普段の業務に近い役割分担をそのまま活かしたことで、アイデア創出から設計・実装・検証までスムーズに進めることができました。
また、2名という最小限で小回りの効くチーム体制により、
「企画力×実装力」
を掛け合わせた完成度の高いプロトタイプを実現できたと考えています。
今後の展望
- IoT機能のあるヘルスケア機器(血圧計や体重計など)と連携し健康データをナレッジとして使用し、ZundaPiが音声でフィードバック
- 自治体との連携を拡大し、災害・避難情報などをナレッジデータとして連携することで、活用シーンの拡大
- 全国の高齢者宅に普及し、一家に一台ZundaPiの時代が来て、情報社会と高齢者のハブ機能を担う
実装したかったが見送った技術要素
-
ラズベリーパイ(オフライン)単独で動作する構成
ローカルLLMやOSSの文字起こしサービスなどを端末(ラズベリーパイなど)に導入することで、ラズベリーパイで完結させることも可能と考えています。特に高齢者の家庭では、Wifiが無いことが多いと考えており、オフライン環境下で動作することも重要と想定しております。しかし、端末のスペックがラズベリーパイでは不足してしまい、高額なジェットソンなどが必要になるため、今回の構想からは反することから見送りました。 -
高齢者による音声入力の精度を高めるための方言データのセットアップ
高齢者に多い地域の特徴にあふれる方言をLLMにファインチューニングすることで、音声入力時の精度向上を考えましたが、実装の時間が無く断念しました。
まとめ
「ZundaPi(ラズパイずんだもん高齢者フォローボット)」は、高齢者にとってお孫さんのようであり、やさしい相棒 であるような、地域社会における 持続可能なAI活用モデル の未来を切り拓くソリューションです。
新規性:
日本社会が直面している「高齢者の孤独」と「情報格差」という、未だ有効な解決策が乏しい課題に挑戦。

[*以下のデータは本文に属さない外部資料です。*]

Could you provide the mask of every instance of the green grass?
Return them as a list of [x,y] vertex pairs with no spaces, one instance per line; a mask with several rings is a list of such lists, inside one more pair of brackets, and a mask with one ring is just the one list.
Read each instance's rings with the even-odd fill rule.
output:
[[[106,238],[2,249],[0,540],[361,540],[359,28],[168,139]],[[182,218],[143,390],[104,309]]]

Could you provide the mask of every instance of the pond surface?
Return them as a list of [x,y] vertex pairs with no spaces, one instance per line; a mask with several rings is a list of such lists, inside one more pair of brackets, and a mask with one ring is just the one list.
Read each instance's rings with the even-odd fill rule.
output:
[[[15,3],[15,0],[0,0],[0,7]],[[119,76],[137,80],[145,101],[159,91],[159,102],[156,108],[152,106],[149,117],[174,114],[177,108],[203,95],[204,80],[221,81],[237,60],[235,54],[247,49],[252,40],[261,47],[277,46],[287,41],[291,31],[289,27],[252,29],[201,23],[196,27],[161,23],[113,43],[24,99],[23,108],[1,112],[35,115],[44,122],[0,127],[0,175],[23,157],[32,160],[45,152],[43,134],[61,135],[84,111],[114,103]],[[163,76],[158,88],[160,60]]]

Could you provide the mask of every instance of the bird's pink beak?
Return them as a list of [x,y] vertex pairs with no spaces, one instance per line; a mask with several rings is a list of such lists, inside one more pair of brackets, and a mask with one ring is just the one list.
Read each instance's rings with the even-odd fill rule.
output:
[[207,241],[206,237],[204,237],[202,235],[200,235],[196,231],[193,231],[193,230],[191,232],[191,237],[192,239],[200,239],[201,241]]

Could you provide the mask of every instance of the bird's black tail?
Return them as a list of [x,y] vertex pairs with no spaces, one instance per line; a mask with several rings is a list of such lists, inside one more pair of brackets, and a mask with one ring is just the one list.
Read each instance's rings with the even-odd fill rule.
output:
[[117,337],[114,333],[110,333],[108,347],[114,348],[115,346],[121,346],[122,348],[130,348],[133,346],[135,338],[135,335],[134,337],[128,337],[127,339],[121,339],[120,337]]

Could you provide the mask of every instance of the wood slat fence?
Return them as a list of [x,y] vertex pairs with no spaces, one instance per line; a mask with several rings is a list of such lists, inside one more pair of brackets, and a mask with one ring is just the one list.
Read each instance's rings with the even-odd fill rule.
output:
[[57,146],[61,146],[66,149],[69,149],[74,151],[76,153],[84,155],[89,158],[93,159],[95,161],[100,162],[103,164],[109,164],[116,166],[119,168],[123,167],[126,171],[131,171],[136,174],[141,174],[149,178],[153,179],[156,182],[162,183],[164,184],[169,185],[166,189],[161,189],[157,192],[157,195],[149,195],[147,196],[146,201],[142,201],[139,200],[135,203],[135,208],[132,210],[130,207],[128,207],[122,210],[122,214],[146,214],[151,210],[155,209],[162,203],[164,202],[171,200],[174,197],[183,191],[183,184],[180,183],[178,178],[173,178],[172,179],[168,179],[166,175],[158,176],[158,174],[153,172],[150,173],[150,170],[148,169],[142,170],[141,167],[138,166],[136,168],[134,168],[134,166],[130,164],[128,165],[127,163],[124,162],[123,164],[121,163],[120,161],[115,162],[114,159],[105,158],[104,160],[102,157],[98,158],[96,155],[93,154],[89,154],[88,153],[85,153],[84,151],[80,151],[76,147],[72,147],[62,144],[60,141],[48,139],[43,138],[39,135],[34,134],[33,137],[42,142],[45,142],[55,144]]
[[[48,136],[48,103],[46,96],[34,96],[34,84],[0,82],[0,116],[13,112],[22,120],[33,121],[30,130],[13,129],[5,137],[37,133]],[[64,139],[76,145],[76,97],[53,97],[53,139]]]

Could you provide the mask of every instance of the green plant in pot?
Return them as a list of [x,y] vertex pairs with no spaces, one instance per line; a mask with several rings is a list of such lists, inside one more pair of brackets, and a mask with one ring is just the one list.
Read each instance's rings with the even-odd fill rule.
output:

身近な“声”をインターフェースとすることで、従来のスマホやPCでは解消できなかったバリアを乗り越えます。
有効性:
高齢者にとって直感的で使いやすい 音声インターフェース × 地域密着データ を活用し、
ゴミ出し日程や健康教室など日常生活に直結する情報提供と、雑談による孤独感の軽減を両立。
実装品質と拡張性:
Raspberry Pi + Google Cloud Platform という安価かつスケーラブルな構成で、
個別の家庭から自治体全体、さらには全国への展開まで拡張可能な仕組みを構築。
🌱 一家に一台(ひとり?)、ZundaPi! 🌱
最後まで読んでいただき、ありがとうございました 🙏
「ZundaPi」のようなソリューションが少しでも多くの方に届くようになっていく世界になると嬉しいです。